Some women who have a healthy blood pressure develop high blood pressure during or after pregnancy.

  • Gestational hypertension is high blood pressure that develops during pregnancy, usually 20 weeks or more after you become pregnant.
  • Preeclampsia and eclampsia. Preeclampsia is a combination of high blood pressure during pregnancy and signs that your organs are not working well, such as high protein levels in your urine. This can lead to life-threatening seizures or coma, a condition known as eclampsia. Women who have had preeclampsia have a higher risk of developing high blood pressure and heart disease later in life.
  • HELLP syndrome is a more severe type of preeclampsia or eclampsia.
  • High blood pressure disorders after the baby is born. Some women may continue to have high blood pressure problems, including preeclampsia, eclampsia, or HELLP syndrome, after the birth of their child, or their high blood pressure may get worse.
  • A sudden spike in blood pressure (more than 160/110 mm Hg) can also happen during pregnancy or after the baby is born. This is a medical emergency.
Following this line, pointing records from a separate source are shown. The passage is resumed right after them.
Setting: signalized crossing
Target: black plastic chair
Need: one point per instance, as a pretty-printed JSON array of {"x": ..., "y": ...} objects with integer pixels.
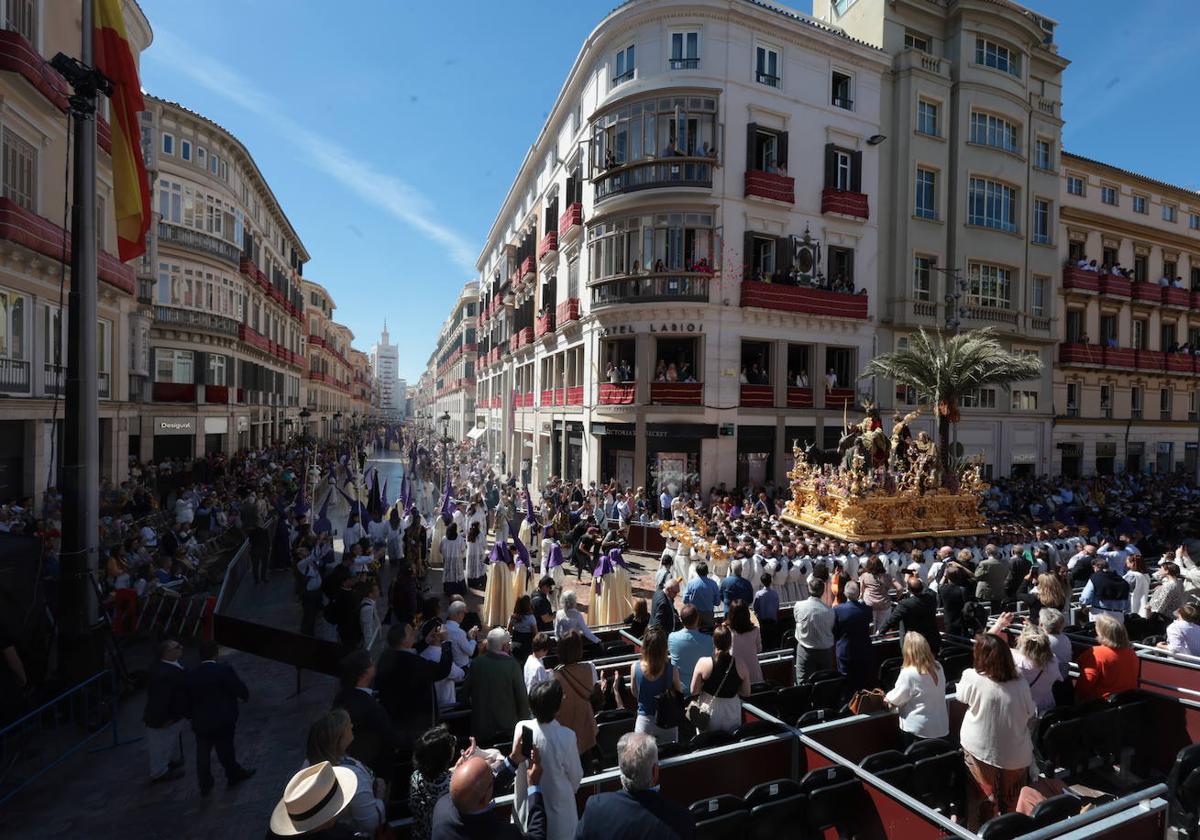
[
  {"x": 1056, "y": 809},
  {"x": 834, "y": 796},
  {"x": 713, "y": 738},
  {"x": 771, "y": 791},
  {"x": 756, "y": 729},
  {"x": 1007, "y": 827}
]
Managing high blood pressure during pregnancy

As part of your regular prenatal care, your doctor will measure your blood pressure at each visit. Learn more about how to prepare for a blood pressure test.

If you have high blood pressure, your doctor will closely monitor you and your baby and provide special care to lower the chance of complications. You may need to:

  • Check your blood pressure at home. Visit Measure Your Blood Pressure for more information.
  • Keep track of how many times you feel the baby kicking each day.
  • Limit your physical activity. Talk to your doctor about what level of physical activity is right for you.
  • Take medicine to control your blood pressure. If you do, talk to your doctor about which medicines are safe for your baby. These medicines may include calcium-channel blockers (nifedipine), taken by mouth, or beta blockers (labetalol) or vasodilators (hydralazine), given through an IV.
  • Take aspirin in the second trimester, if you are at risk of preeclampsia and your doctor recommends aspirin.
  • Visit your doctor more often to monitor your condition and your baby’s growth rate and heart rate. He or she may order blood and urine tests to check how well your organs are working, which can help detect preeclampsia.

If your doctor is concerned about you or your baby’s health, they may recommend that you deliver your baby before 39 weeks. You may need to stay in the hospital to get medicine that will help your baby’s lungs develop faster and to be monitored before and after you deliver your baby.